If `x=1+a+a^(2)+...oo, a lt 1` and `y=1+b+b^(2)+...oo, b lt 1,` then `1+ab+a^(2)b^(2)+...oo :`

To solve the problem, we need to find the sum of the series \(1 + ab + a^2b^2 + \ldots\) given the definitions of \(x\) and \(y\). ### Step-by-step Solution: 1. **Understanding the Series**: The series \(1 + ab + a^2b^2 + \ldots\) is a geometric series where the first term \(a_1 = 1\) and the common ratio \(r = ab\). 2. **Sum of an Infinite Geometric Series**: The formula for the sum \(S\) of an infinite geometric series is given by: \[ S = \frac{a_1}{1 - r} \] where \(a_1\) is the first term and \(r\) is the common ratio.
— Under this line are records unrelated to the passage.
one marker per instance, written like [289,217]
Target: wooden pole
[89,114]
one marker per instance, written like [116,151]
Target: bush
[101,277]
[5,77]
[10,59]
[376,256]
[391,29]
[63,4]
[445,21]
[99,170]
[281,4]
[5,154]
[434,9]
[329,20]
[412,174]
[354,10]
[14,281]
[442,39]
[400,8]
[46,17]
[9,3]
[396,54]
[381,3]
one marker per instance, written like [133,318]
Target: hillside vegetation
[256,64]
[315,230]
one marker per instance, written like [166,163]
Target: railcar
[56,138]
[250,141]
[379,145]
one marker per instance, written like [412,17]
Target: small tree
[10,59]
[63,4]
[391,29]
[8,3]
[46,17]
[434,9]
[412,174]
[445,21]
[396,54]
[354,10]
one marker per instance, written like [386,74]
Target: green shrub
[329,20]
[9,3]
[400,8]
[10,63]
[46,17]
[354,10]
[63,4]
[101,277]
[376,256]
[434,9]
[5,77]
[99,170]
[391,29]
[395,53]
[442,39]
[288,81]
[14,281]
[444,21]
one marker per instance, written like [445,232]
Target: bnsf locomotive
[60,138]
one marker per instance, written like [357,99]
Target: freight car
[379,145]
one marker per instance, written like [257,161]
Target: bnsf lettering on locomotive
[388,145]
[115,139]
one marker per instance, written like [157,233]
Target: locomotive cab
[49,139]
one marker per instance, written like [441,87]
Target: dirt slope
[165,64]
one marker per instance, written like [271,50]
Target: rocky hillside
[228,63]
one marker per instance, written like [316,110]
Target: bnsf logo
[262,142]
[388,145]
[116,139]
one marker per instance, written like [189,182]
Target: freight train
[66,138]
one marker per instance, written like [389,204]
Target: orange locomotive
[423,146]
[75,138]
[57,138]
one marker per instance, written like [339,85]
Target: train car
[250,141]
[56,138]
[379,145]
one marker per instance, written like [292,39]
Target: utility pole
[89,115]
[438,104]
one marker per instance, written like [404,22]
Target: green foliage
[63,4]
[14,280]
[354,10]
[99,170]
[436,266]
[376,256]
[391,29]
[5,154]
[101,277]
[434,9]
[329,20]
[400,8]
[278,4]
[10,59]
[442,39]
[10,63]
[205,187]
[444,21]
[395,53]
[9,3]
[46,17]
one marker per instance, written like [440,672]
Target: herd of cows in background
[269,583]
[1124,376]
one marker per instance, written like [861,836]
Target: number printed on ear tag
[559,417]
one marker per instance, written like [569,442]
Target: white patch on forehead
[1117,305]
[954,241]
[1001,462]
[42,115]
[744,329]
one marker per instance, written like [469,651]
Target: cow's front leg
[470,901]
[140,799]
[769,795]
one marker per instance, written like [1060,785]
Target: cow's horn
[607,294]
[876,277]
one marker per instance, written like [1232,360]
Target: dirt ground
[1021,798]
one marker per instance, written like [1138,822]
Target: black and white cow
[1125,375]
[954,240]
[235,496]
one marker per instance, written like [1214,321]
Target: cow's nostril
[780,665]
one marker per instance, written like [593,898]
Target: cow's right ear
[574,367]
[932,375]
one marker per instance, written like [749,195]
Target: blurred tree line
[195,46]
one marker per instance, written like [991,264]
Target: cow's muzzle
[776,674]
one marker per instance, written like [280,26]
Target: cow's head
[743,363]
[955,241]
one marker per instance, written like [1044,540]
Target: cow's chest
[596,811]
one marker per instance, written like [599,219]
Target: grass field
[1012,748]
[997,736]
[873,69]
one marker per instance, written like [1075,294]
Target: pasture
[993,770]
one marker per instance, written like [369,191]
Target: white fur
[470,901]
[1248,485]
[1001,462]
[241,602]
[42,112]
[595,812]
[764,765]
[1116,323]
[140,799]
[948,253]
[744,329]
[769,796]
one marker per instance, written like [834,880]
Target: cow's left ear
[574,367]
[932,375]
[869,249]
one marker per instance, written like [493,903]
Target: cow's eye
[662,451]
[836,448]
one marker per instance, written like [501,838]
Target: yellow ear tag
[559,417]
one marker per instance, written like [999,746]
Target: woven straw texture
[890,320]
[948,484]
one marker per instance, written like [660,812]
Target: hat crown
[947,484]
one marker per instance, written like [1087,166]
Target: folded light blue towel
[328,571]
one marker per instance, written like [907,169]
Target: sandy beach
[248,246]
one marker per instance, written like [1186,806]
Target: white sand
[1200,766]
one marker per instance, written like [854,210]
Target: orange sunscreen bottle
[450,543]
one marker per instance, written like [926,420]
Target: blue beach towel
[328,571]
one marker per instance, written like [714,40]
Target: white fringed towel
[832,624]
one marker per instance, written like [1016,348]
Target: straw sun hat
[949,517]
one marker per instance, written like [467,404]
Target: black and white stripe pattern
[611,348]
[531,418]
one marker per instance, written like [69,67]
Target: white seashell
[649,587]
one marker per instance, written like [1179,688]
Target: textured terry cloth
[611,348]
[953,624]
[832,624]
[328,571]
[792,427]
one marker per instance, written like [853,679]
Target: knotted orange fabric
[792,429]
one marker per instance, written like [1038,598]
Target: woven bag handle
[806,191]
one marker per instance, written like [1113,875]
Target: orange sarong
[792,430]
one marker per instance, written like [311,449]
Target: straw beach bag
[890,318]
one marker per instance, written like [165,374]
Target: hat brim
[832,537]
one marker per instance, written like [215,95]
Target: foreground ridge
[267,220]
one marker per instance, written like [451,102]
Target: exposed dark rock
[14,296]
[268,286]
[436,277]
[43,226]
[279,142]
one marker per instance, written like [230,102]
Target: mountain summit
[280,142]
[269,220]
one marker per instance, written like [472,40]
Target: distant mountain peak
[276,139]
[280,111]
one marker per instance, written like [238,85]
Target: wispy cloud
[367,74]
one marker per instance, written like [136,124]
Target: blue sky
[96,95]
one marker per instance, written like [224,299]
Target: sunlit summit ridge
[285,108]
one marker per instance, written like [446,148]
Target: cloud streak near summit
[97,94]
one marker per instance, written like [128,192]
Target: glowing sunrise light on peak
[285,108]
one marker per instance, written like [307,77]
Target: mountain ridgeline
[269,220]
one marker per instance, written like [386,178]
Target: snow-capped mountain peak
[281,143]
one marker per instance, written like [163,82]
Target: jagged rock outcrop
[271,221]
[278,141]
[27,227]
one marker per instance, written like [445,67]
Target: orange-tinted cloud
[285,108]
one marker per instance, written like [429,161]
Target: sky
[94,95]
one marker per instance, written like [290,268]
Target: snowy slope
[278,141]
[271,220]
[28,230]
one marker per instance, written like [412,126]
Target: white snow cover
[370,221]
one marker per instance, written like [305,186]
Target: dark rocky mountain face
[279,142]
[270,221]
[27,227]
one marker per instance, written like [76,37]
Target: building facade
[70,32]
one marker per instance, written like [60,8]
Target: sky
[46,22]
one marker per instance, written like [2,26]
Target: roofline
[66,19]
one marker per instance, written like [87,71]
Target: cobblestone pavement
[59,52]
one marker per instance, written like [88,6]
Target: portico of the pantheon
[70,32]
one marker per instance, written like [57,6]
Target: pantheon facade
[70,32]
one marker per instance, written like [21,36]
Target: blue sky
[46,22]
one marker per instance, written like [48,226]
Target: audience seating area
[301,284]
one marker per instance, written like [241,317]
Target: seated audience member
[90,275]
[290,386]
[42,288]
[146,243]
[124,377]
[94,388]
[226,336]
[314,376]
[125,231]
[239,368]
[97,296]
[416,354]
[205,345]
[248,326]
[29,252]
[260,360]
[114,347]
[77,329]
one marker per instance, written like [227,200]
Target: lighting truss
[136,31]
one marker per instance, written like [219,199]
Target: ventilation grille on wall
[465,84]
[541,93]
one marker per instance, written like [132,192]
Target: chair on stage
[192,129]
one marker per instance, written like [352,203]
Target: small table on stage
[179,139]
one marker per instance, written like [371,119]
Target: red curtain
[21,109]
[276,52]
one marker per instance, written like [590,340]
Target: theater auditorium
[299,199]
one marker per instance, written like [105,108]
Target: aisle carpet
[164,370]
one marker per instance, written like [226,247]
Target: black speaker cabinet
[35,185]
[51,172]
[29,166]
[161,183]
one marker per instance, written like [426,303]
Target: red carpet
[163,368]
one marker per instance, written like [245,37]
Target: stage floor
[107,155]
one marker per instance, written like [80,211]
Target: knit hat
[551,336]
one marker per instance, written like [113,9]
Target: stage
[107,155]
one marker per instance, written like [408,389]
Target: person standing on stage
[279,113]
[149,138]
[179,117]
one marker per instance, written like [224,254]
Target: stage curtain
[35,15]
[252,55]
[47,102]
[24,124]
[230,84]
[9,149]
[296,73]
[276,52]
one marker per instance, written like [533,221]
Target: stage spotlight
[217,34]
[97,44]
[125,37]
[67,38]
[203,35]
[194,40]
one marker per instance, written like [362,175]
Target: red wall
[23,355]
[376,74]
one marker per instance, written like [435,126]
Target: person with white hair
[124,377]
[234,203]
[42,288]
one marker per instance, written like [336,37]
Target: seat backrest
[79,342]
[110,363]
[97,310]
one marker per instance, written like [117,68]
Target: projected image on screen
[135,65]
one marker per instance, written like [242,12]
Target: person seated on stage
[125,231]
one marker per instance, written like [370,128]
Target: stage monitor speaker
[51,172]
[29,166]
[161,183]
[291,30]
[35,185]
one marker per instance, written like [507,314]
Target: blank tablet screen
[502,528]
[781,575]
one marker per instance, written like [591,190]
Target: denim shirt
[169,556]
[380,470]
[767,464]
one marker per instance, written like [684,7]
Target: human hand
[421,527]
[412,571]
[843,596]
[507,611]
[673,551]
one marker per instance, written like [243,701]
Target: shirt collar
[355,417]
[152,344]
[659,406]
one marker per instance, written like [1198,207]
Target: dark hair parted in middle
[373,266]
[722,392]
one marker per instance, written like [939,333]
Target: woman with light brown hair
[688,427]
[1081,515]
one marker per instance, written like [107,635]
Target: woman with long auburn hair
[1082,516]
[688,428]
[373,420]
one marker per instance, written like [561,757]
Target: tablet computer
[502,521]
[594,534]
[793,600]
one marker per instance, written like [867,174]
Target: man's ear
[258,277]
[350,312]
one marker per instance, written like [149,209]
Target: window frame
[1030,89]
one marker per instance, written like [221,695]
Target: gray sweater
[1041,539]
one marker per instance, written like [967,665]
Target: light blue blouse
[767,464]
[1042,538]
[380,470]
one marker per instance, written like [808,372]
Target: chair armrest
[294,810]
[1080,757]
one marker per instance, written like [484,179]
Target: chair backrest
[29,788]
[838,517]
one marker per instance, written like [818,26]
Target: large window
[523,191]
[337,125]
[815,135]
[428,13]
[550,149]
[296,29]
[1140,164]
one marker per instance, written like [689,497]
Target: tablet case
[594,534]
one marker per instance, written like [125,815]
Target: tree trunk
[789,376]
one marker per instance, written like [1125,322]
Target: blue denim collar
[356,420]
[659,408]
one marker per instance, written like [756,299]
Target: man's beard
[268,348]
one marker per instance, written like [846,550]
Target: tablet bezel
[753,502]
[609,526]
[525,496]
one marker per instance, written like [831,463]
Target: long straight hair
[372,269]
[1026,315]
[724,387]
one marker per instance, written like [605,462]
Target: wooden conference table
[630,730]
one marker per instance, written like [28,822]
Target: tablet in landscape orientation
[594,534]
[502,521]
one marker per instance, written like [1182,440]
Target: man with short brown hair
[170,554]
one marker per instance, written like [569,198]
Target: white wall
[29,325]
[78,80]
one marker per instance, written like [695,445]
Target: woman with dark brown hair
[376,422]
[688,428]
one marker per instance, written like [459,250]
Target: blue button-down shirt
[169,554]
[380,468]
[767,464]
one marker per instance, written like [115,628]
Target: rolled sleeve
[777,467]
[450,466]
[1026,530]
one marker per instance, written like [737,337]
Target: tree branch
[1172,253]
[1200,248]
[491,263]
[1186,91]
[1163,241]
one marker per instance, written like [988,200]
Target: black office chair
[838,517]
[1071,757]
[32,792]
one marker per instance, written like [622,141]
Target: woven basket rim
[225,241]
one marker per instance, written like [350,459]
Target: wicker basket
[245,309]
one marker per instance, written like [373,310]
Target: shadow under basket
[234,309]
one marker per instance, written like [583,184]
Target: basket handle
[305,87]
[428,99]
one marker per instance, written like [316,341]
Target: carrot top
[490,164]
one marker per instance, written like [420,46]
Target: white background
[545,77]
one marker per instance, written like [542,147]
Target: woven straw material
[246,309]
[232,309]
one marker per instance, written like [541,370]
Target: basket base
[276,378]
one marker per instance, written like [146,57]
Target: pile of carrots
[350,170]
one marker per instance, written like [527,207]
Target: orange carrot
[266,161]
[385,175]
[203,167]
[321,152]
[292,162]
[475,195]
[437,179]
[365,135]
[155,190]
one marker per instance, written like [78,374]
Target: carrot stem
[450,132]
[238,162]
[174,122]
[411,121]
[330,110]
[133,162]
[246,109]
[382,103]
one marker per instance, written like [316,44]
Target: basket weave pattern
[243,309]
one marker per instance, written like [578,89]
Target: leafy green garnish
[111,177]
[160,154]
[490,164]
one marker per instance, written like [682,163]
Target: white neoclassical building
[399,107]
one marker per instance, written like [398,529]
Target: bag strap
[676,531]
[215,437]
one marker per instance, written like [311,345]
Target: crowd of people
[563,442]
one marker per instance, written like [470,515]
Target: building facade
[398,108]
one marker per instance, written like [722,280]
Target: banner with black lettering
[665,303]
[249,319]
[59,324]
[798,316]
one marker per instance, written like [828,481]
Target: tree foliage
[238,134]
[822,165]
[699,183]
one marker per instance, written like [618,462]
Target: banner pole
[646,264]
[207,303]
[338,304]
Here, \(a_1 = 1\) and \(r = ab\). 3. **Applying the Formula**: Using the formula, we find: \[ S = \frac{1}{1 - ab} \] 4. **Finding \(ab\)**: We need to express \(ab\) in terms of \(x\) and \(y\). From the definitions of \(x\) and \(y\): \[ x = \frac{1}{1 - a} \quad \text{and} \quad y = \frac{1}{1 - b} \] Rearranging these gives: \[ a = 1 - \frac{1}{x} \quad \text{and} \quad b = 1 - \frac{1}{y} \] 5. **Calculating \(ab\)**: Now, we can find \(ab\): \[ ab = \left(1 - \frac{1}{x}\right)\left(1 - \frac{1}{y}\right) \] Expanding this: \[ ab = 1 - \frac{1}{x} - \frac{1}{y} + \frac{1}{xy} \] 6. **Substituting \(ab\) into the Sum**: Now we substitute \(ab\) back into the sum formula: \[ S = \frac{1}{1 - \left(1 - \frac{1}{x} - \frac{1}{y} + \frac{1}{xy}\right)} \] Simplifying the denominator: \[ S = \frac{1}{\frac{1}{x} + \frac{1}{y} - \frac{1}{xy}} \] Taking the common denominator: \[ S = \frac{xy}{y + x - 1} \] 7. **Final Result**: Thus, the sum of the series \(1 + ab + a^2b^2 + \ldots\) is: \[ S = \frac{xy}{x + y - 1} \]